Die Bestimmungen im ORF-Gesetz zur Unvereinbarkeit mancher Funktionen mit einer Tätigkeit als ORF-Stiftungsrat dienen der verfassungsgesetzlich vorgesehenen Unabhängigkeit des Rundfunks. "Die konkrete Abgrenzung ist schwer anhand bestimmter Funktionen zu treffen. Manche Leute haben großen politischen Einfluss, obwohl sie keine politische Funktion ausüben", sagt Lehofer.

"Nicht das größte Problem des Stiftungsrats"

Inwieweit Stolbas Tätigkeit im EU-Parlament administrativer und nicht politischer Natur sei – wie sie selbst erklärte –, könne er nicht beurteilen. Aber auch in Österreich ist es grundsätzlich möglich, dass Parlamentsmitarbeiter für den Stiftungsrat infrage kommen. "Wenn jemand zum Beispiel im Legislativdienst des Parlaments tätig ist, dürfte er ORF-Stiftungsratmitglied werden."

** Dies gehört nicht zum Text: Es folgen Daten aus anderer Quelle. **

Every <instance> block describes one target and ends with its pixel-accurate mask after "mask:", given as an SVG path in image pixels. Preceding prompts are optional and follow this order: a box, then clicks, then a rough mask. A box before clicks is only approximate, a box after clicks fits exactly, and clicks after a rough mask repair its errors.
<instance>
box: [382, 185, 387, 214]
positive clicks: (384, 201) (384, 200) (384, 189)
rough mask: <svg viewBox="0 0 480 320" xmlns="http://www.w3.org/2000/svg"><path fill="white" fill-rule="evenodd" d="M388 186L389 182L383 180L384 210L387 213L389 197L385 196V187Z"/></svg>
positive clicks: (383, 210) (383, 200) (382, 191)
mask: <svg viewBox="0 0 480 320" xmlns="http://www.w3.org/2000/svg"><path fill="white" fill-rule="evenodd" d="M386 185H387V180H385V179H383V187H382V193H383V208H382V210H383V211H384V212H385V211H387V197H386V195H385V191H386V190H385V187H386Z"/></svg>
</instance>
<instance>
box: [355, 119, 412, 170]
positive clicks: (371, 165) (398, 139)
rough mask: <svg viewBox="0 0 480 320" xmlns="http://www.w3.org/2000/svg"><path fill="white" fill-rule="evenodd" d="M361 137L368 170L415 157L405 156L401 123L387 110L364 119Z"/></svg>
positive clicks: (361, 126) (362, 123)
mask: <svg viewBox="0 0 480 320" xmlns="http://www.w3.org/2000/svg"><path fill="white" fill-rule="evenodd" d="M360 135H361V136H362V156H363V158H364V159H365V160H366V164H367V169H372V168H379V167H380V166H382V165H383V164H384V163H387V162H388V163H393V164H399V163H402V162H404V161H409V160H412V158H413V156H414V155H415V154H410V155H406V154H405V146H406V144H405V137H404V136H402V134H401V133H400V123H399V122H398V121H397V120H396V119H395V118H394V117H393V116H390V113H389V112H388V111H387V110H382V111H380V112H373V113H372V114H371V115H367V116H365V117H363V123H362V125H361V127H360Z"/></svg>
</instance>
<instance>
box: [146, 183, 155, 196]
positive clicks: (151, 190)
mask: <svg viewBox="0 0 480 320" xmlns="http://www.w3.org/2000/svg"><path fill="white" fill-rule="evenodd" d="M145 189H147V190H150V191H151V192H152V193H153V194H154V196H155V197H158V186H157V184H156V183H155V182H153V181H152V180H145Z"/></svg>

Genügt Bestellvorgang Unabhängigkeitsansprüchen?

Die Lücke in Hinblick auf EU-Kabinettsmitglieder könne nicht durch Interpretation auf Basis des geltenden Gesetzes geschlossen werden. "Man müsste rechtspolitisch überlegen, ob man EU-Kabinette gleichstellt. Ich halte das aber nicht für das größte Problem des Stiftungsrats. Die Frage ist, ob die Bestellungsform des Stiftungs- und Publikumsrats den Unabhängigkeitsansprüchen genügt", so Lehofer. Denn die Nähe mancher Mitglieder des ORF-Stiftungsrats zu politischen Parteien sei evident. Dennoch liege formal kein Ausschlussgrund vor.

Wie ließe sich der Bestellmechanismus adaptieren, um der Unabhängigkeit des ORF gerecht zu werden? "Eine einfache Lösung gibt es sicher nicht. Man hat in Österreich probiert, durch Aufzählung von Funktionen, den Ausschluss zu schaffen und die Unabhängigkeit abzusichern. Ich halte das für unzureichend", sagte der Rundfunkexperte.

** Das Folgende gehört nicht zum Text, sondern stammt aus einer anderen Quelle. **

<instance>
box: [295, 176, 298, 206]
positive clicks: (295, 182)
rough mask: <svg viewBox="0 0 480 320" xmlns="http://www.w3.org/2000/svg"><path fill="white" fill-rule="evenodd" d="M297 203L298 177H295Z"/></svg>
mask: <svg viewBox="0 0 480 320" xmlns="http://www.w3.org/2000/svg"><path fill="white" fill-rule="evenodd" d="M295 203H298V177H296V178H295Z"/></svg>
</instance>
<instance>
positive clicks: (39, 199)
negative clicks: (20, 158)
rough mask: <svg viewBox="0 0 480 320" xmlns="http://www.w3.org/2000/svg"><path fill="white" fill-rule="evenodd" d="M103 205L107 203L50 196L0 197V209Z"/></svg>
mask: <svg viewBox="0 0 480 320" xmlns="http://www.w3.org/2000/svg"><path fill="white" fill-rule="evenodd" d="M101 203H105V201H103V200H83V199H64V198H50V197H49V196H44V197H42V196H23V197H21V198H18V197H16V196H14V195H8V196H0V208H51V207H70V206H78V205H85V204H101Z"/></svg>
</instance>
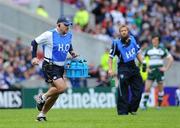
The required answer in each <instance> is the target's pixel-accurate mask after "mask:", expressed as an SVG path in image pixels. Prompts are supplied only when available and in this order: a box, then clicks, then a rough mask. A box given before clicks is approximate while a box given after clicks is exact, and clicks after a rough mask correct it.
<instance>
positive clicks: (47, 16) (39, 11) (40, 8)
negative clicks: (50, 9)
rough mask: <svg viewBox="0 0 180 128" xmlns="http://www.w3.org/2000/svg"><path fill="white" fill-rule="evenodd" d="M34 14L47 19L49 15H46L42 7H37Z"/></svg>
mask: <svg viewBox="0 0 180 128" xmlns="http://www.w3.org/2000/svg"><path fill="white" fill-rule="evenodd" d="M36 14H37V15H40V16H42V17H44V18H48V17H49V15H48V13H47V11H46V10H45V8H44V6H43V5H39V6H38V7H37V9H36Z"/></svg>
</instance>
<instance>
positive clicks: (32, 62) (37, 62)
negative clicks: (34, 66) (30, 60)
mask: <svg viewBox="0 0 180 128" xmlns="http://www.w3.org/2000/svg"><path fill="white" fill-rule="evenodd" d="M31 63H32V65H38V64H39V59H38V58H37V57H35V58H33V59H32V61H31Z"/></svg>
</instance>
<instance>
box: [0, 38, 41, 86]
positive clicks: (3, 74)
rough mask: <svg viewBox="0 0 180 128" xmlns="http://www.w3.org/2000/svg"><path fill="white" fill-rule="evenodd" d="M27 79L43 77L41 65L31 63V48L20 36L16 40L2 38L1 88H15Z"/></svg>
mask: <svg viewBox="0 0 180 128" xmlns="http://www.w3.org/2000/svg"><path fill="white" fill-rule="evenodd" d="M27 79H37V80H38V79H42V72H41V70H40V67H34V66H32V65H31V52H30V48H29V47H26V46H24V45H23V44H22V41H21V38H20V37H17V40H16V41H15V42H11V41H9V40H3V39H1V38H0V88H1V89H8V88H15V87H16V85H18V84H20V83H21V82H22V81H24V80H27Z"/></svg>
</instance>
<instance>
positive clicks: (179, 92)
mask: <svg viewBox="0 0 180 128" xmlns="http://www.w3.org/2000/svg"><path fill="white" fill-rule="evenodd" d="M175 97H176V105H177V106H180V87H179V88H177V89H176V93H175Z"/></svg>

Kanzler oder Medienministerin entscheiden

Europaweit werden von öffentlich-rechtlichen Rundfunkunternehmen häufig Vorschläge von repräsentativen Einrichtungen der Zivilgesellschaft eingeholt. Dabei komme stets die Frage auf, wer die Einrichtungen sind und wer diese auswählt. "Hier wäre eine denkbare Variante, dass nicht nur die Ministerin einer Partei aus den Vorschlägen auswählt, sondern auch Personen aus Gremien, wo etwa mit Zweidrittelmehrheiten operiert wird", meinte Lehofer.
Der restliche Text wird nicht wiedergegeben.